The Federal Reserve Bank of New York is halting its sales of mortgage bonds acquired in the rescue of American International Group Inc. (AIG) after coming under criticism that auctions were damaging credit markets.
“Given prevailing market conditions” for residential mortgage-backed securities, “we do not anticipate any sales of bonds in the near term or until such time as the New York Fed deems it will achieve value for the public,” Jack Gutt, a New York Fed spokesman, said in an e-mail.
The New York Fed began unloading the bonds piecemeal after rejecting a $15.7 billion bid from New York-based AIG for the entire pool in March. As traders blamed declines in debt from high-yield bonds to subprime-mortgage securities on the sales, the bank slowed their pace. Its last auction ended June 9.
“On the surface, this is a positive because these sales will not weigh down the market,” Jason Weiner, a money manager who helps oversee $18.6 billion in fixed-income assets at M&I Investment Management Corp. in Milwaukee, said in an e-mail. “Longer term it will loom over the market until it clears.”
Barclays Capital analysts led by Ajay Rajadhyaksha wrote in a June 10 report that at current prices the portfolio of assets would probably fetch $15 billion “at most,” less than the offer from AIG.
“What I would speculate happened is that the Federal Reserve thought the deal they were going to get in the public market was going to be a lot better than what they were going to get from AIG, and it turned out that was not the case,” Paul Newsome, an analyst with Sandler O’Neill Partners LP, said in an interview.

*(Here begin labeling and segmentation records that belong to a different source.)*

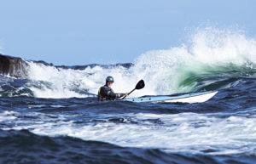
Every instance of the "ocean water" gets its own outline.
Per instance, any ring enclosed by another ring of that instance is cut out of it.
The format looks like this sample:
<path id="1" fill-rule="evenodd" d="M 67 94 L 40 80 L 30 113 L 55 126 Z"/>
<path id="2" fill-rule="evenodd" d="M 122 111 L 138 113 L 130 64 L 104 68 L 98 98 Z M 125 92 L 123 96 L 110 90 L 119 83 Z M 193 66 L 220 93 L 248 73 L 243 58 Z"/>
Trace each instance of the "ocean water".
<path id="1" fill-rule="evenodd" d="M 198 30 L 132 64 L 54 66 L 26 60 L 26 78 L 0 75 L 1 163 L 255 163 L 256 39 Z M 125 61 L 124 61 L 125 63 Z M 218 90 L 200 104 L 98 102 Z"/>

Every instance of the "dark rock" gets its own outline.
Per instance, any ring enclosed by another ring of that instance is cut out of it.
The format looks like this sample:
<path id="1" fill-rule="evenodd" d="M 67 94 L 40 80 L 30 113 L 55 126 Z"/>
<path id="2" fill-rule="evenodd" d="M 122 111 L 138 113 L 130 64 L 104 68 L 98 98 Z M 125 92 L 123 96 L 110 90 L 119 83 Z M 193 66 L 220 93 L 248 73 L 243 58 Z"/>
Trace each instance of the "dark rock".
<path id="1" fill-rule="evenodd" d="M 0 54 L 0 74 L 18 78 L 27 76 L 28 64 L 21 58 L 15 58 Z"/>

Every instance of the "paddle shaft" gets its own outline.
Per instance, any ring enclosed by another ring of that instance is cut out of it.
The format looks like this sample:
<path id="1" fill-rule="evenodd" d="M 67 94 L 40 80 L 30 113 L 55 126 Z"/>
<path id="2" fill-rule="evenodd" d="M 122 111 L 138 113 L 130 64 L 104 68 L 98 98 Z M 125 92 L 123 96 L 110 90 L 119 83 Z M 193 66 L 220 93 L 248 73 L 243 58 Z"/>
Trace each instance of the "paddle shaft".
<path id="1" fill-rule="evenodd" d="M 133 91 L 135 91 L 135 89 L 136 88 L 134 88 L 132 91 L 131 91 L 130 93 L 128 93 L 128 95 L 131 94 Z M 124 99 L 125 98 L 126 98 L 126 95 L 124 98 L 122 98 L 122 99 Z"/>

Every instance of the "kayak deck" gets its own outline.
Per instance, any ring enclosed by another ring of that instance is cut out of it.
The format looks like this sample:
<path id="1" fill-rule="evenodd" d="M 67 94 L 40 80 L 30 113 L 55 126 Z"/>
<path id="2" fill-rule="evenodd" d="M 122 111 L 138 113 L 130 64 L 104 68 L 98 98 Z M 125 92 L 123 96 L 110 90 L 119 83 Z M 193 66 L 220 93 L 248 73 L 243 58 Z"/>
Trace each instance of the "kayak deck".
<path id="1" fill-rule="evenodd" d="M 212 98 L 218 91 L 181 93 L 170 96 L 144 96 L 140 98 L 127 98 L 124 101 L 137 103 L 202 103 Z"/>

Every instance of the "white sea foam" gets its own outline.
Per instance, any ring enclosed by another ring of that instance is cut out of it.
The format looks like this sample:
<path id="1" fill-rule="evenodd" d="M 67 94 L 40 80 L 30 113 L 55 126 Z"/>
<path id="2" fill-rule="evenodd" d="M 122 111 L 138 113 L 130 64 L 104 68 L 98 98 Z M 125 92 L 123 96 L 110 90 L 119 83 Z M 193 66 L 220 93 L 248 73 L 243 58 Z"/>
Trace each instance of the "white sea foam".
<path id="1" fill-rule="evenodd" d="M 208 27 L 198 30 L 190 36 L 189 43 L 180 47 L 146 52 L 136 59 L 134 66 L 129 69 L 96 66 L 75 71 L 29 62 L 30 79 L 46 82 L 29 88 L 36 97 L 86 97 L 84 91 L 96 94 L 106 76 L 113 76 L 113 90 L 117 93 L 129 92 L 140 79 L 144 79 L 143 90 L 136 91 L 131 96 L 171 94 L 190 91 L 193 88 L 193 85 L 179 86 L 186 71 L 204 73 L 206 65 L 214 70 L 229 64 L 250 68 L 252 63 L 256 64 L 253 38 L 239 31 Z"/>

Mark Herr, a spokesman for New York-based AIG, declined to comment.
The New York Fed has sold $10 billion in face value of mortgage securities assumed in the AIG bailout and held by a vehicle called Maiden Lane II, leaving it with about $21 billion to be auctioned, according to Barclays Capital data.
The New York Fed may choose to resume the auctions at a later point, though “there will be no fixed timeframe for the sales,” Gutt said in the e-mail.
The cost to protect corporate bonds from default, which earlier today dropped as optimism grew that Greece would avoid default, extended declines after the Fed statement.
The Markit CDX North America Investment Grade Index, which investors use to hedge against losses on corporate debt or to speculate on creditworthiness, decreased 4 basis points to a mid-price of 90.9 basis points as of 5:45 p.m. in New York, according to index administrator Markit Group Ltd.
The benchmark gauge, which falls as investor confidence improves and rises as it deteriorates, has dropped from 101 basis points on June 24, the highest level since Oct. 4.
Credit-default swaps indexes used by dealers, hedge funds and other investors to protect against losses on subprime housing debt and commercial mortgages also recovered this week.
One Markit ABX index tied to subprime mortgage bonds that were rated AAA when issued in 2006 has climbed 12 percent after dropping more than 18 percent the previous 11 weeks. The index rose to 40.25 today from 35.9 on June 24, prices from London- based Markit show. A similar index tied to junior AAA ranked commercial-mortgage bonds created in 2007, known as the Markit CMBX, has climbed to 69.3 from an almost nine-month low of 63.7 on June 27.
Prices on these indexes rise as investor confidence improves, reflecting a decline in the cost of protecting against losses.